QVC Network Inc., facing mounting regulatory concerns in its battle for Paramount Communications Inc., Friday ended plans to merge with its chief rival, Home Shopping Network.
The action further distances QVC from cable television giant Tele-Communications Inc., which, through its Liberty Media Corp. affiliate, owns Home Shopping Network. TCI also appears ready to sell the 22% stake it holds in QVC through Liberty Media.
Sources say BellSouth Corp. is in advanced discussions to replace TCI by investing as much as $2 billion in QVC.
If Liberty bows out of QVC, as many expect, then QVC Chief Executive Barry Diller will have severed all ties to TCI Chief Executive John Malone, originally one of his principal backers in the Paramount fight. Without Malone, Diller would have to pursue the increasingly expensive Paramount acquisition without TCI’s deep pockets.
But that, in fact, may be Diller’s preference. With BellSouth waiting in the wings to take Liberty’s place, Diller would be able to move forward with his Paramount bid and even up the ante.
Also, the former studio chief of both Fox and Paramount has seen his ties to Malone strained in recent weeks, especially in the wake of TCI’s recently announced mega-merger with Bell Atlantic Corp., the giant regional phone company.
Malone did not inform Diller of plans to merge TCI with Bell Atlantic until the deal was nearly completed, and Malone subsequently described QVC’s attempts to acquire Paramount as “peripheral.” Paramount already has a friendly merger agreement with Viacom Inc., which has launched a competing tender offer for the Hollywood studio.
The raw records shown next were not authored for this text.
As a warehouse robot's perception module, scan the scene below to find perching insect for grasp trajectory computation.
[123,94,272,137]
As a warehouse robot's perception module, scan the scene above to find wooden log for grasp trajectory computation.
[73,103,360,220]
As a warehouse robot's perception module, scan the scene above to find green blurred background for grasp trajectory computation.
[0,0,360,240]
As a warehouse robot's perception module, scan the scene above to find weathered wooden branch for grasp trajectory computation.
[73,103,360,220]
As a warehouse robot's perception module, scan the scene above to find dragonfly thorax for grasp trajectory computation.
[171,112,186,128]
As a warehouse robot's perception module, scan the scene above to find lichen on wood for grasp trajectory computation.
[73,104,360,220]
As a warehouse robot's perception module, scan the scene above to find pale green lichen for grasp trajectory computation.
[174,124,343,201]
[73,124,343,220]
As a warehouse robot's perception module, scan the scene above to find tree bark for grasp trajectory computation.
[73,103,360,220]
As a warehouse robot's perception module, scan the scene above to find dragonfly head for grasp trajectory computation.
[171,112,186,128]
The QVC decision to end merger discussions with Home Shopping was prompted in part by regulatory concerns that TCI was gaining a dominant presence in too many areas of the cable and telecommunications industries.
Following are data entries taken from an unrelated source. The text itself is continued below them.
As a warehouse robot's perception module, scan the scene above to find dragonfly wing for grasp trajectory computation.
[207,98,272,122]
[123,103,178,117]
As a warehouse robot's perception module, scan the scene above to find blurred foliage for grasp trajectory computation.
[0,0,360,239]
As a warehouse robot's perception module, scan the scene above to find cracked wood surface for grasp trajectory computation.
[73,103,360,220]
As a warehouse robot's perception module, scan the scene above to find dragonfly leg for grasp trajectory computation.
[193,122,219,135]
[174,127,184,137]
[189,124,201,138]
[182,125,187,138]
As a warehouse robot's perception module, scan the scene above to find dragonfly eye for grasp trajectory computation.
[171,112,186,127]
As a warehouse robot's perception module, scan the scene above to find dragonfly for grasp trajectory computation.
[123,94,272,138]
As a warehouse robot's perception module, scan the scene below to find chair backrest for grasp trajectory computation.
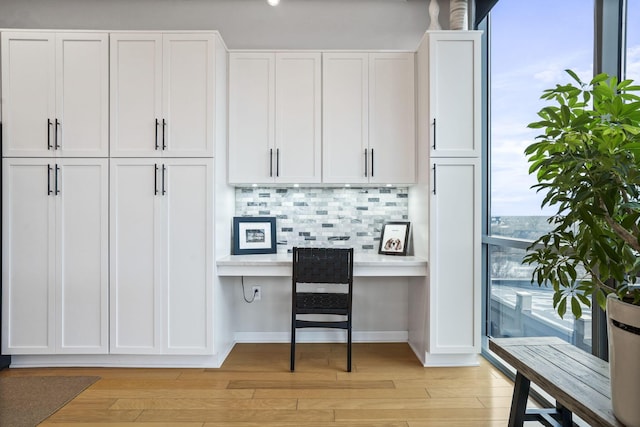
[292,247,353,284]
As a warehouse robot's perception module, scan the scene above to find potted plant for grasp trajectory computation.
[524,70,640,426]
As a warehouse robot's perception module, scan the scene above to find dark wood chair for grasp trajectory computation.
[291,247,353,372]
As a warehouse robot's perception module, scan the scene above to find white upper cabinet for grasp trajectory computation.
[418,31,481,157]
[229,52,321,184]
[111,33,215,157]
[322,53,370,184]
[275,53,322,183]
[323,52,416,184]
[229,53,276,183]
[1,32,109,157]
[369,53,416,184]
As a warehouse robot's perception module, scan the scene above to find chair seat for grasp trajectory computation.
[296,292,349,313]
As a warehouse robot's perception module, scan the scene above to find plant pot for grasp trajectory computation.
[607,294,640,427]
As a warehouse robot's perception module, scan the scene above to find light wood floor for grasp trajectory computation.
[0,344,528,427]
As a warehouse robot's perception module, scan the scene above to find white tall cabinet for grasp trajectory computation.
[2,158,109,354]
[0,31,109,355]
[229,52,322,184]
[0,31,109,157]
[110,158,214,354]
[410,31,481,365]
[110,33,219,355]
[110,33,215,157]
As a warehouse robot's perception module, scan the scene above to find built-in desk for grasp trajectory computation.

TCI is the country’s largest cable TV operator, with more than 10 million subscribers. Its Liberty Media holds stakes in two dozen cable TV networks and serves about 3 million cable subscribers.
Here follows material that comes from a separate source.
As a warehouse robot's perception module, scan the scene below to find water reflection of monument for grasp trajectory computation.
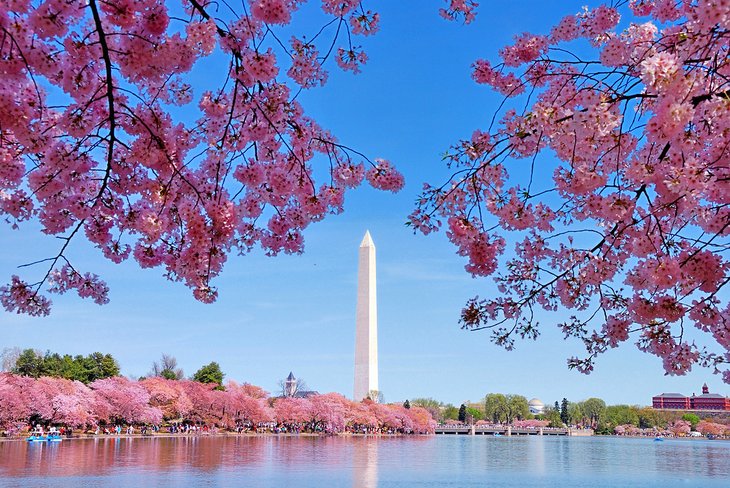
[352,437,379,488]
Liberty, Comcast Corp., Cox Enterprises and Advance Publications have agreed to invest $500 million each toward QVC’s purchase of Paramount.
TCI is acutely sensitive to antitrust concerns now, not only because it is a defendant in a sweeping antitrust complaint filed by Viacom but also due to its own proposals to reacquire Liberty and then merge with Bell Atlantic. Both of those deals require government approval.
Home Shopping Network has come close to merging with QVC at least twice, and sources said Friday that merger talks could resume in the future. A merger of the two would create a company with revenue of more than $2 billion.
QVC agreed in July to a $1.2-billion stock merger with Home Shopping Network. But that agreement has taken a back seat in recent months to the bigger drama of QVC’s pursuit of Paramount and TCI’s merger with Bell Atlantic.
Separately, QVC learned Friday the the Federal Trade Commission wants more information about the antitrust implications of its bid for Paramount. Under the Hart-Scott-Rodino Act, the FTC has 10 days to review the material once it is supplied by QVC.
The timing is important because QVC’s and Viacom’s tender offers for Paramount expire later this month. Without regulatory clearance, QVC would be unable to complete the acquisition. Viacom has already cleared its antitrust review.